Дело было в первых числах октября. Выполняя приказ, Жан бегал с самого утра, доставляя в разные концы города служебные бумаги, в довершение ему надлежало отнести в губернаторский дворец большой официальный конверт.
И вот на длинной узкой улице, такой же пустынной и мертвой, как любая улица в Фивах или Мемфисе, он увидел в солнечных лучах другого человека в красном, размахивавшего каким-то письмом. У Жана сразу же возникли тревожные подозрения, смутные предчувствия, и он прибавил шагу.
То был сержант Мюллер с почтой из Франции, прибывшей час назад с караваном из Дакара.
— Держи, Пейраль, это тебе! — сказал он, протягивая конверт со штемпелем далекой севеннской деревушки.
Письмо, которое Жан ждал больше месяца, жгло ему руки, но он боялся его читать и решил сначала выполнить поручение, а уж потом распечатать конверт.
Ворота губернаторского дворца оказались открыты, и Жан вошел.
В саду — такое же безлюдье, как на улице. Огромная ручная львица с видом влюбленной кошки потягивалась на солнце. На земле возле жестких голубоватых алоэ спали страусы. Полдень, вокруг ни души, мертвая тишина на больших белых террасах, где застыла тень от желтых пальм.
Пытаясь кого-нибудь отыскать, Жан добрался наконец до какого-то кабинета, где увидел губернатора в окружении управляющих различных колониальных ведомств.
Там, как ни странно, кипела работа: в традиционный час послеобеденного отдыха здесь, судя по всему, обсуждались важные вещи.
Взамен принесенного конверта Жану вручили другой, адресованный командиру спаги.
Это был приказ о выступлении, который во второй половине дня официально будет передан всем войскам в городе Сен-Луи.
Снова очутившись на пустынной улице, Жан не мог удержаться и открыл конверт.
На этот раз он нашел в нем лишь одно письмо, написанное дрожащим материнским почерком, с оставшимися кое-где следами слез.
Жадно пробежав глазами строчки, бедный спаги, едва не потеряв сознание, схватился руками за голову и прислонился к стене.
Вручая конверт, губернатор сказал, что бумага срочная. Опомнившись, Жан с благоговением поцеловал подпись старой Франсуазы и, точно пьяный, ринулся вперед.

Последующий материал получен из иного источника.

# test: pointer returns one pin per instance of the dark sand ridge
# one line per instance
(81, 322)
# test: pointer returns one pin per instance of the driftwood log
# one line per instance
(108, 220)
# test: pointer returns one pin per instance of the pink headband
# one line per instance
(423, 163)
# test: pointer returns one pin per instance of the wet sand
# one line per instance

Неужели такое возможно? Значит, кончено, кончено навсегда! У него, бедного изгнанника, отняли невесту, невесту, которую его старики родители пестовали с детских лет!
«О бракосочетании уже объявлено, до свадьбы меньше месяца. Я так и думала, сынок, еще с прошлого раза; Жанна перестала ходить к нам. Но я не решалась писать об этом, чтобы не мучить тебя понапрасну, все равно ничего не поделаешь.
Мы просто в отчаянии. А вчера, сынок, Пейралю пришла в голову мысль, которая не дает нам покоя: вдруг ты не захочешь теперь возвращаться домой и останешься в Африке?
Мы оба сильно постарели; мой славный Жан, дорогой сынок, на коленях умоляю тебя: несмотря ни на что, постарайся быть благоразумным и возвращайся поскорее, ждем тебя не дождемся. Без тебя нам с Пейралем лучше сразу умереть».
Беспорядочные, сбивчивые мысли теснились в голове Жана.
Он торопливо сосчитал дни. Нет, еще не все потеряно. Телеграф! Да полно, о чем речь! Между Францией и Сенегалом нет телеграфной связи. Да и что он мог добавить к уже сказанному? Если бы представилась возможность уехать, бросить все и уехать на каком-нибудь быстроходном корабле, тогда он успел бы добраться вовремя; бросившись с мольбами и слезами к ногам дяди, можно было бы, пожалуй, тронуть его сердце. Но из такой дали… Надеяться не на что! Все свершится, прежде чем до Севенн долетит его отчаянный крик.
Жану казалось, что голову сжимают железные тиски, а на грудь навалилась страшная тяжесть.
Он снова остановился, чтобы еще раз перечитать письмо, потом, вспомнив, что несет срочный приказ губернатора, сложил листок и двинулся дальше.